Now More Consultative, Customized
Asset managers are revamping their fund-of-hedge-funds (FoHF) strategies as public pension funds become pickier within the asset class. With many investors pushing for lower fees, higher returns and more transparency, managers are adjusting funds and offering customized strategies.
Total FoHF assets under management worldwide dwindled to $811 billion as of Aug. 31, down from a peak of $1.2 trillion in 2008, according to data firm Preqin. As a result, some managers have exited the space altogether: Preqin recorded 158 new FoHF launches in 2010, 87 in 2011 and 77 in 2012. Only 45 new funds had been launched through August of this year.
Managers that have continued to deliver FoHFs have been forced to refurbish their strategies in order to retain clients and draw interest from prospects. “I think managers are trying to get more creative and find unique opportunities,” said Mike Mikytuck, director of business development at FoHFs manager Benchmark Plus. Firms such as Benchmark are now offering advisory and risk management services to complement investment strategies, he said, while others are marketing new, nichier strategies.
Push From Pension Funds
Much of the pressure on FoHF managers is coming from pension funds. Many pension funds are either shifting to direct investments or axing their hedge fund allocations altogether, albeit for different reasons.
Fees are the cause of contention for many. The $16.7 billion Los Angeles Police & Fire Pension System recently slashed its hedge fund bucket, primarily because of fees. The pension plan’s FoHFs portfolio made up just 3.77% of its assets, but accounted for 17% of its investment management fees, according to documents from a May 2 board meeting. The fund has since decided to reduce its hedge fund allocation to 2% and is keeping just a single investment with Bridgewater Associates.
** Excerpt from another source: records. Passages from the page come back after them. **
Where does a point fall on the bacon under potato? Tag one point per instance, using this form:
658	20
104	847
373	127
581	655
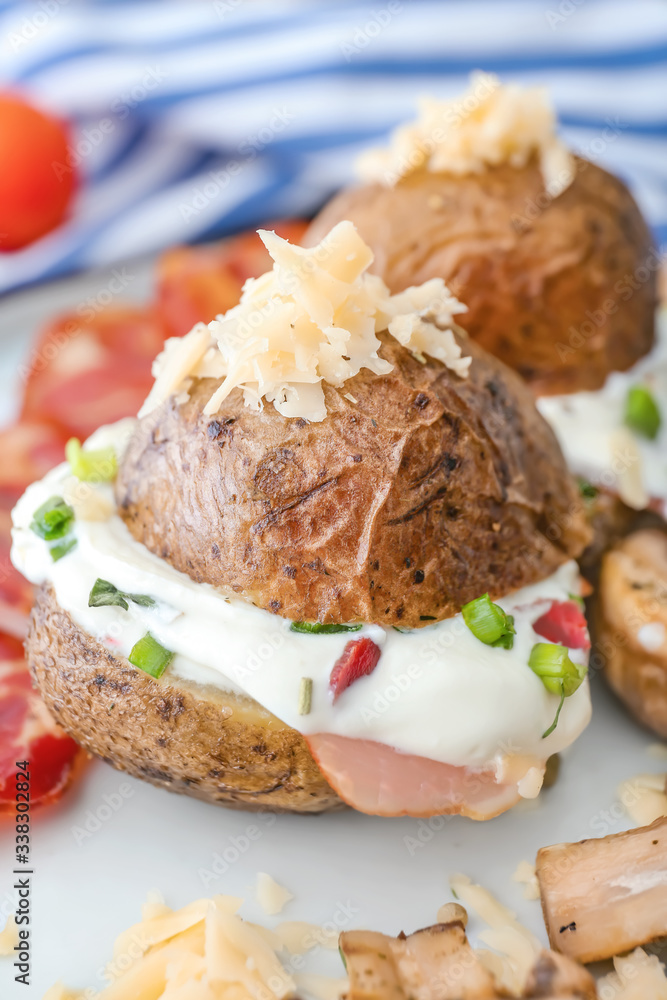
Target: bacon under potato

The $2 billion Oklahoma Police Pension & Retirement System also dropped its FoHF investments because of fees. Last year, the pension fund terminated a $74 million contract with Attalus Capital and began looking to directly invest approximately $100 million in 10-15 hedge funds. Previously, it had invested in 25 hedge funds through Attalus. “It’s going to save us a large amount of money—over a million dollars in fees,” Executive Director Steve Snyder told GMMQ earlier this year. “We’re reducing [the amount of hedge funds], but we think we’re going to get more bang for the buck now.”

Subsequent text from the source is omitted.